Course Professor: - SOCI 553-401M 2-5
This is a two-semester class which is intended to train graduate students in the key aspects of carrying out a research project using in-depth interviews and participant observation. It will cover all phases of the research: filing an application with the Institutional Review Board (IRB), gaining entre’ to the field, writing field notes, managing one’s role in the field, carrying out in-depth interviews, transcribing interviews, writing analytic memos, carrying out a literature review, modifying and focusing the research question, analyzing the data using Atlas Ti, writing a conference paper, and preparing an article for submission to a journal. Each student is expected to carry out a research project of his or her interest. The project must include at least two months of participant observation in an on-going group; ideally the participant-observation will be for a longer period. The research site should be a group which the student may seek to be part of (e.g., a classroom, work setting, leisure group, or political group). The research cannot be secret; nor should the study take place in a location where the student is a member before the class begins. There will also be in-depth interviews with members of the site and collection of relevant documents. The class also includes selected readings of classic and contemporary ethnographic studies. The primary goal of the class, however, is to function as a workshop intended to help students develop their research skills. Course requirements in the fall semester include an IRB application, six sets of field notes, a critical review of the literature, five in-depth interviews, and assorted exercises. Course requirements in the spring semester are ten sets of field notes, five additional interviews, data analysis exercises, a conference presentation, and a 20 page paper. Students need only begin the class with an idea of what they would like to do. They do not need to have begun the research. The one-year time frame permits the time for students to gain access to the site and carry out the research during the class. Beginning graduate students and advanced graduate students are welcome. Students from education and other departments also may join the class.
Course Professor: - SOCI 556-301F 9-12Noon
Open to Sociology/Demography Graduate Students Only
This graduate seminar for first-year graduate students will be a two-semester course covering the major subfields of sociology – their classical and contemporary theories, current methods and substance.
Course Professor: - SOCI 601-301W 5-7
This is a graduate-level seminar structured around the main theoretical debates of contemporary sociology, including the interplay of rationality and emotion, the relationship between structure and agency, the nature of power, and the role of chance and contingency. In considering alternative positions on these debates, we will encounter the major theorists of the past fifty years, including Parson, Merton, Goffman, Homans, Schutz, Coleman, Bourdieu, Luhmann, Haberman, Collins, and Giddens.

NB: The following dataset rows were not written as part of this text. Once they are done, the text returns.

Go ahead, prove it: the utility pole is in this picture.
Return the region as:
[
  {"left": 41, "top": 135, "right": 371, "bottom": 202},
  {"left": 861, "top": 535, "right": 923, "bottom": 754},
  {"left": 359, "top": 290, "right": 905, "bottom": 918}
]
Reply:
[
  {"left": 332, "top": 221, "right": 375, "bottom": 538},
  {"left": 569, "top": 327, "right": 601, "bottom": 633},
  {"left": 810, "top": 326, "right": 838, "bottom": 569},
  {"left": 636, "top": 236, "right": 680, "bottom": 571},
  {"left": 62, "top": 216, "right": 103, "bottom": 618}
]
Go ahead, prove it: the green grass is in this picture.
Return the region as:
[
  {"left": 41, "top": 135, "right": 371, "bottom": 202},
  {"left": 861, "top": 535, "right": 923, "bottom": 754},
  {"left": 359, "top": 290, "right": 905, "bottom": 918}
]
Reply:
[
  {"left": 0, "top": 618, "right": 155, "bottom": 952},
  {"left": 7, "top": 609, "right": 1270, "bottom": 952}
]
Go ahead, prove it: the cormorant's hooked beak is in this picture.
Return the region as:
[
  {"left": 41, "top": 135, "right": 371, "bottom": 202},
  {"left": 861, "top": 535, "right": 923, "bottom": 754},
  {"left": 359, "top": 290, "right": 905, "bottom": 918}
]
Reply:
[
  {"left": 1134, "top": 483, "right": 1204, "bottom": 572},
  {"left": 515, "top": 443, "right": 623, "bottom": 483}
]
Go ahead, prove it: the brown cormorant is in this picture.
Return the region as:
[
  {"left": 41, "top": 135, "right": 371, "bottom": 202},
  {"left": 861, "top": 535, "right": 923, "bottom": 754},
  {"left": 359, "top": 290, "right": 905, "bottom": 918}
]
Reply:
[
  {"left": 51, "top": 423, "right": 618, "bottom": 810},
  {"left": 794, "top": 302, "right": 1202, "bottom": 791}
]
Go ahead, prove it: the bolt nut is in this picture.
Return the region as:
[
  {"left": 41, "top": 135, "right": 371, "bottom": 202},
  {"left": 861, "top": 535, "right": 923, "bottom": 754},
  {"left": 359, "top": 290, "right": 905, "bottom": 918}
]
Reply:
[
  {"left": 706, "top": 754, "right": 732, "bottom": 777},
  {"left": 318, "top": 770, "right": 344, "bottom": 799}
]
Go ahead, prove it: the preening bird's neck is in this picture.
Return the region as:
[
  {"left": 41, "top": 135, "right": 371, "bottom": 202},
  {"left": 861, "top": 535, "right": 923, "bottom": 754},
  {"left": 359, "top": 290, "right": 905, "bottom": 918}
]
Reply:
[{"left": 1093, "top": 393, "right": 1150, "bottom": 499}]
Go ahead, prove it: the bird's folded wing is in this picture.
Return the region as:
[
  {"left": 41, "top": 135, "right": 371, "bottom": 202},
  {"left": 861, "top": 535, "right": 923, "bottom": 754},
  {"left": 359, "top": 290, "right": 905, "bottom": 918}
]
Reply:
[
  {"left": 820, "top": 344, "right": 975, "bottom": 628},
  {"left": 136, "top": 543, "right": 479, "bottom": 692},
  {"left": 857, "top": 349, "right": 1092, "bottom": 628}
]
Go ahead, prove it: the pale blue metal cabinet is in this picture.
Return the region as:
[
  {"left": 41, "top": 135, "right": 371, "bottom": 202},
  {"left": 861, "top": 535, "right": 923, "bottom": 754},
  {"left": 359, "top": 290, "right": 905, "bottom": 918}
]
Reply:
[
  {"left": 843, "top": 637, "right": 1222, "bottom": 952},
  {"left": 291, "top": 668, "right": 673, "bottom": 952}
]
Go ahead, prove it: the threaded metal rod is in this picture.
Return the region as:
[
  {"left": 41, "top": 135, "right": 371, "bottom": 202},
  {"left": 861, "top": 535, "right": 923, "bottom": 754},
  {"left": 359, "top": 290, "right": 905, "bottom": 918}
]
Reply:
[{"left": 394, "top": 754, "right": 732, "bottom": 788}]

Requirements include intensive primary source reading, writing, and participation. The course assumes, and does not provide, prior familiarity with the main theoretical perspectives, and thus does not substitute for the undergraduate theory course (Soci 126).
Course Professor: - SOCI 603-401F 12-2
This course is intended to develop the skills and judgment required to conduct independent research in sociology. We will discuss the selection of intellectually strategic research questions and practical research designs. Students will get experience with the process of editing successive drafts of manuscripts, the oral presentation of work in progress, and the preparation of finished research projects. The course is designed to be the context in which master’s papers are written.